Substrings matched so far

start_match : int;

Subject start offset of current match attempt

current_position : int;

Subject offset of current match pointer

capture_top : int;

Number of the highest captured substring so far

capture_last : int;

Number of the most recently captured substring

pattern_position : int;

Offset of next match item in pattern string

next_item_length : int;

Length of next match item in pattern string

}
type callout = callout_data -> unit

Type of callout functions

Callouts are referred to in patterns as "(?Cn)" where "n" is a callout_number ranging from 0 to 255. Substrings captured so far are accessible as usual via substrings. You will have to consider capture_top and capture_last to know about the current state of valid substrings.

By raising exception Backtrack within a callout function, the user can force the pattern matching engine to backtrack to other possible solutions. Other exceptions will terminate matching immediately and return control to OCaml.

Matching of patterns and subpattern extraction
val pcre_exec : ?⁠iflags:irflag -> ?⁠flags:rflag list -> ?⁠rex:regexp -> ?⁠pat:string -> ?⁠pos:int -> ?⁠callout:callout -> string -> int array

pcre_exec ?iflags ?flags ?rex ?pat ?pos ?callout subj

returns

an array of offsets that describe the position of matched subpatterns in the string subj starting at position pos with pattern pat when given, regular expression rex otherwise. The array also contains additional workspace needed by the match engine. Uses flags when given, the precompiled iflags otherwise. Callouts are handled by callout.

parameter iflags

default = no extra flags

parameter flags

default = ignored

parameter rex

default = matches whitespace

parameter pat

default = ignored

parameter pos

default = 0

parameter callout

default = ignore callouts

raises Not_found

if pattern does not match.

val pcre_dfa_exec : ?⁠iflags:irflag -> ?⁠flags:rflag list -> ?⁠rex:regexp -> ?⁠pat:string -> ?⁠pos:int -> ?⁠callout:callout -> ?⁠workspace:int array -> string -> int array

pcre_dfa_exec ?iflags ?flags ?rex ?pat ?pos ?callout ?workspace subj invokes the "alternative" DFA matching function.

returns

an array of offsets that describe the position of matched subpatterns in the string subj starting at position pos with pattern pat when given, regular expression rex otherwise. The array also contains additional workspace needed by the match engine. Uses flags when given, the precompiled iflags otherwise. Requires a sufficiently-large workspace array. Callouts are handled by callout.

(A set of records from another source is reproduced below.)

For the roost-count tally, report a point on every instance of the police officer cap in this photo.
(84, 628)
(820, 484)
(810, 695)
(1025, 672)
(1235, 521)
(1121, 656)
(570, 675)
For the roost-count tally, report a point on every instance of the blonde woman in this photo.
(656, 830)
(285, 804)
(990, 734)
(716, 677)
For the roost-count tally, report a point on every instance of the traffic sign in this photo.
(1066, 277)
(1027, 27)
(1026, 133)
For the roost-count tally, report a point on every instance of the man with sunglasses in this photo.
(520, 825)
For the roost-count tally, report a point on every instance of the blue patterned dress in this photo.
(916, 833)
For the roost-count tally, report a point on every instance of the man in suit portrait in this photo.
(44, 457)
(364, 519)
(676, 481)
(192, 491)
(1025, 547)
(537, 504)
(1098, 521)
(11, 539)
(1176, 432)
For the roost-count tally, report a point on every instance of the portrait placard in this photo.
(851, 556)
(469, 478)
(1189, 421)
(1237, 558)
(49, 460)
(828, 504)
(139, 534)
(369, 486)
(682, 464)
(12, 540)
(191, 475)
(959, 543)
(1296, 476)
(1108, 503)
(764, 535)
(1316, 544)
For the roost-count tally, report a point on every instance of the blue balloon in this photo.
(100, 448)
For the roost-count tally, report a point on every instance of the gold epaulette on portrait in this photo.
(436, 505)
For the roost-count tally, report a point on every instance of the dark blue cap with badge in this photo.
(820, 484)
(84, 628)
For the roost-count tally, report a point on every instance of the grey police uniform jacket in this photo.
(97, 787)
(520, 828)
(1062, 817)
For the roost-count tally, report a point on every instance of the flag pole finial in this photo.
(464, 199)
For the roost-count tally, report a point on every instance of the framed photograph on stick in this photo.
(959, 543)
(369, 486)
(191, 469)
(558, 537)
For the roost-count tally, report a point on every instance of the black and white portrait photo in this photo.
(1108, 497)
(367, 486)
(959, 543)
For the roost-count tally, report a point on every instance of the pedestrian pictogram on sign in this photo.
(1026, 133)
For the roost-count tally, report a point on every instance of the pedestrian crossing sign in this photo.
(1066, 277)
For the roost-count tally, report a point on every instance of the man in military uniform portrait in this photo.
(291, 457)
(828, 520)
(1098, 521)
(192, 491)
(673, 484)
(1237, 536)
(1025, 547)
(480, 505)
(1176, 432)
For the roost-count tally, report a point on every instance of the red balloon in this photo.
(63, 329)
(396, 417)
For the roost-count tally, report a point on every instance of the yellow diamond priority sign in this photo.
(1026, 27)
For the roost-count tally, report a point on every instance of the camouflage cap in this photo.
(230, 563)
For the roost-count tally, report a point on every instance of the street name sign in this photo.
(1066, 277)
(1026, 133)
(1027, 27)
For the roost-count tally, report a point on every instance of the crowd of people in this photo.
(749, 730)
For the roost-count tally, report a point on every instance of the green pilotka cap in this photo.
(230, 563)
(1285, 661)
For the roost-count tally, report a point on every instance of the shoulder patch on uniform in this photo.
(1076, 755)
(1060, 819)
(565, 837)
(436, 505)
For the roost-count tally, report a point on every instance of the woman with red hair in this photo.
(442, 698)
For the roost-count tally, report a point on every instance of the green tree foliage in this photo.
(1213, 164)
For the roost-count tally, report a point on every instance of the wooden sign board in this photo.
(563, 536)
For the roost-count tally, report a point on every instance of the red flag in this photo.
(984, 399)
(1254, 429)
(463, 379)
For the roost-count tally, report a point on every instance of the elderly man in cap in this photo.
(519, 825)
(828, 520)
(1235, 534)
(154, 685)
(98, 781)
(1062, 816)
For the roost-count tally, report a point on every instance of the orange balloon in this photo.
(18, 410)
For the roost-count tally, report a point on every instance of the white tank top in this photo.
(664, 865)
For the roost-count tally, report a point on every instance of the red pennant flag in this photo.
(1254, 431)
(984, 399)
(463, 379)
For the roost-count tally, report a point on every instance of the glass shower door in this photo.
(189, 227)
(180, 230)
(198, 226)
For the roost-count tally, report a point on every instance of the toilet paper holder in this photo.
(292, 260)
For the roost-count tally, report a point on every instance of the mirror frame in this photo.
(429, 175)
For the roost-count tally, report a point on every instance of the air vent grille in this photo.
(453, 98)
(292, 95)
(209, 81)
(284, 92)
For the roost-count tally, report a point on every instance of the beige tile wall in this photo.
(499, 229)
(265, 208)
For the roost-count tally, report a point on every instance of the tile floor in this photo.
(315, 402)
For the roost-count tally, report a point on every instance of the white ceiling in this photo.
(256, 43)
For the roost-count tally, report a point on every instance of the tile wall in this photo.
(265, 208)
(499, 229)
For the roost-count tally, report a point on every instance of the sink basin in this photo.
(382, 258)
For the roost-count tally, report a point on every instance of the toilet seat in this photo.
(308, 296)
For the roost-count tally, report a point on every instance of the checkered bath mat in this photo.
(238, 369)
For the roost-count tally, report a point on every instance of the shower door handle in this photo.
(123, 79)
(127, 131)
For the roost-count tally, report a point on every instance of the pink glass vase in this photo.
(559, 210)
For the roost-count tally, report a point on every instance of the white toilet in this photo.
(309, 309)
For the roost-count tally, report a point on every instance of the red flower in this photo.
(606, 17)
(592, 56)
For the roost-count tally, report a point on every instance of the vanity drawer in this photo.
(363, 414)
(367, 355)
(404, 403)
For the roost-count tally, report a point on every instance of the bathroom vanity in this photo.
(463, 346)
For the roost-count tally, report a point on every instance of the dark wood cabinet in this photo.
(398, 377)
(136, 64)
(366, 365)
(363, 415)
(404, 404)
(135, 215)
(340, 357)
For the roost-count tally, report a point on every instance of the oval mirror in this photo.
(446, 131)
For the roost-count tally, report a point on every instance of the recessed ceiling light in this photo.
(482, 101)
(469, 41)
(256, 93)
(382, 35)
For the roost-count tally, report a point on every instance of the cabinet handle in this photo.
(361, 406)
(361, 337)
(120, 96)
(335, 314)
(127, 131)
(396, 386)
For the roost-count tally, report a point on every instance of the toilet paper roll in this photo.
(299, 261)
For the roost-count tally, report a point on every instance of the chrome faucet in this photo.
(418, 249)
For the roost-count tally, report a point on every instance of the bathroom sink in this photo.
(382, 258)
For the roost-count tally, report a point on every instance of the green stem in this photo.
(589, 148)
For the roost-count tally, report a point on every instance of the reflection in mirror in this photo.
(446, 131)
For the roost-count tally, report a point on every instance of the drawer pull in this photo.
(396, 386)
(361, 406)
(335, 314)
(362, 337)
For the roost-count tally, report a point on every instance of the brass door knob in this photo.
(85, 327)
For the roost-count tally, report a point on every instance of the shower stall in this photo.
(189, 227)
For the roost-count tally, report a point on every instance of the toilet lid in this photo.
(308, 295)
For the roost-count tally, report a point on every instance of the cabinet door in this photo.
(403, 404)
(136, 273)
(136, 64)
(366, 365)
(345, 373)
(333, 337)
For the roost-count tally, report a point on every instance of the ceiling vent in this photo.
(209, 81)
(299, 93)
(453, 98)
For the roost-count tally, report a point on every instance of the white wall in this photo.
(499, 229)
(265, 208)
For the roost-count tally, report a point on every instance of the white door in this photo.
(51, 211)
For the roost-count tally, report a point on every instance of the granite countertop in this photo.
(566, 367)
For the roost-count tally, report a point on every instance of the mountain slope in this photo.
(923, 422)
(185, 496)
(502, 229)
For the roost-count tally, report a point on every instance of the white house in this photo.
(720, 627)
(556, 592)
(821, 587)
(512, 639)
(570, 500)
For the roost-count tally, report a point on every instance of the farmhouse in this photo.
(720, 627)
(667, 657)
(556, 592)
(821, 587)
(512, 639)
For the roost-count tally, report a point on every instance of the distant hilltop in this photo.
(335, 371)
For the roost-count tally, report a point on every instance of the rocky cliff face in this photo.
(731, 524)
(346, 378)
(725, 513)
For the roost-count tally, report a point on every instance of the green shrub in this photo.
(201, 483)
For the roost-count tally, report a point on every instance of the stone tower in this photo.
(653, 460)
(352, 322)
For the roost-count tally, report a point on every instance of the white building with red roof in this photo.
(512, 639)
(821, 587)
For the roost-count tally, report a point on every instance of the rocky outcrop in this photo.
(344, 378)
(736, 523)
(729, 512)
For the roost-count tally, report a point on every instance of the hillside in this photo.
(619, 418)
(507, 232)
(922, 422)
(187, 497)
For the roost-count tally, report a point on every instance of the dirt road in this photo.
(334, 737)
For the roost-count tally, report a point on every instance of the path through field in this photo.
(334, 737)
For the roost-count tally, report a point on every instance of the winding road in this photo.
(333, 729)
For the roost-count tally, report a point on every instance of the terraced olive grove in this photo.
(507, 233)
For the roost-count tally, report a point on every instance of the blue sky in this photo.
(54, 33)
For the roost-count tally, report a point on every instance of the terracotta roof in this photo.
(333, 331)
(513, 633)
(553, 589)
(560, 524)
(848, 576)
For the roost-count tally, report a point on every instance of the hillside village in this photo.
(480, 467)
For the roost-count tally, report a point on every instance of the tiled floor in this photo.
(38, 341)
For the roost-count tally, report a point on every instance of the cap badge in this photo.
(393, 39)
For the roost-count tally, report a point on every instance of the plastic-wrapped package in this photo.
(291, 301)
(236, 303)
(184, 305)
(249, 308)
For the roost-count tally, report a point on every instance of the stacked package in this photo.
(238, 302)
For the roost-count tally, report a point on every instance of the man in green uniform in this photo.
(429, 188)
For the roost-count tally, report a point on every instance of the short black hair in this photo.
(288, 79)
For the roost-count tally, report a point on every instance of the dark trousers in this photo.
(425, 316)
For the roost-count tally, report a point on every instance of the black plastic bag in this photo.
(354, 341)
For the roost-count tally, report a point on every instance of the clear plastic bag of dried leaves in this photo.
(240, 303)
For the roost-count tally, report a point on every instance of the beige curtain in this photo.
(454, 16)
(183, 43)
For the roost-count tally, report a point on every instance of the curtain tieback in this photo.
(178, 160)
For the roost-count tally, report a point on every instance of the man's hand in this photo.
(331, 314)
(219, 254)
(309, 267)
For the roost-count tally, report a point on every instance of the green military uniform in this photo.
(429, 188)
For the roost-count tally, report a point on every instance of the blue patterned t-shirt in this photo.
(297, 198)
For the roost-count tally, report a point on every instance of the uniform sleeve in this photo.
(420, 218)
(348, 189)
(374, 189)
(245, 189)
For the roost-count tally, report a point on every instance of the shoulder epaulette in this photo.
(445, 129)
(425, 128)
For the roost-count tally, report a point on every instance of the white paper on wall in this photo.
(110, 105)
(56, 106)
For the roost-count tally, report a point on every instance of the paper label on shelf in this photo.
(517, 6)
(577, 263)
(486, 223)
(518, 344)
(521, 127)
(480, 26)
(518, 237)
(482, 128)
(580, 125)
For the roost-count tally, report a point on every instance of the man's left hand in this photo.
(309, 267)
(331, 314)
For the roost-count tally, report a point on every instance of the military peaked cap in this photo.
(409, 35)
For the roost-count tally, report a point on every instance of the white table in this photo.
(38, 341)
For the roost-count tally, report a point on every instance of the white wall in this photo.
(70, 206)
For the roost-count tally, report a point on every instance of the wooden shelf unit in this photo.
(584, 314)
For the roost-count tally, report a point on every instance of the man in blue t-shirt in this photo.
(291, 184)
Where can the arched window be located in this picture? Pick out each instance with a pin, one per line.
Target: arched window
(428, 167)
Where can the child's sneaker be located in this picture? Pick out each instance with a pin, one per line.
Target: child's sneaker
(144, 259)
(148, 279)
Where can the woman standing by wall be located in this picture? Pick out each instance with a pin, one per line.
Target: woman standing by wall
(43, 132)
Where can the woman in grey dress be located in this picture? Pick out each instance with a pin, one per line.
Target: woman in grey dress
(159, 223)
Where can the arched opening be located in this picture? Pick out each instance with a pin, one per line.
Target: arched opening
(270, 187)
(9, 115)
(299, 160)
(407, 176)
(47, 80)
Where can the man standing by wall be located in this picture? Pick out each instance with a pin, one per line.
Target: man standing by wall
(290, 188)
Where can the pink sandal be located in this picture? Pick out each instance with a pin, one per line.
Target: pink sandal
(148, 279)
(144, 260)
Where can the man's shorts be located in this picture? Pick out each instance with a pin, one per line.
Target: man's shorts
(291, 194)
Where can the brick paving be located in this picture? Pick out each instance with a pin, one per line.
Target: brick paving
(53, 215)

Note that the returned array of offsets are quite different from those returned by pcre_exec et al. The motivating use case for the DFA match function is to be able to restart a partial match with N additional input segments. Because the match function/workspace does not store segments seen previously, the offsets returned when a match completes will refer only to the matching portion of the last subject string provided. Thus, returned offsets from this function should not be used to support extracting captured submatches. If you need to capture submatches from a series of inputs incrementally matched with this function, you'll need to concatenate those inputs that yield a successful match here and re-run the same pattern against that single subject string.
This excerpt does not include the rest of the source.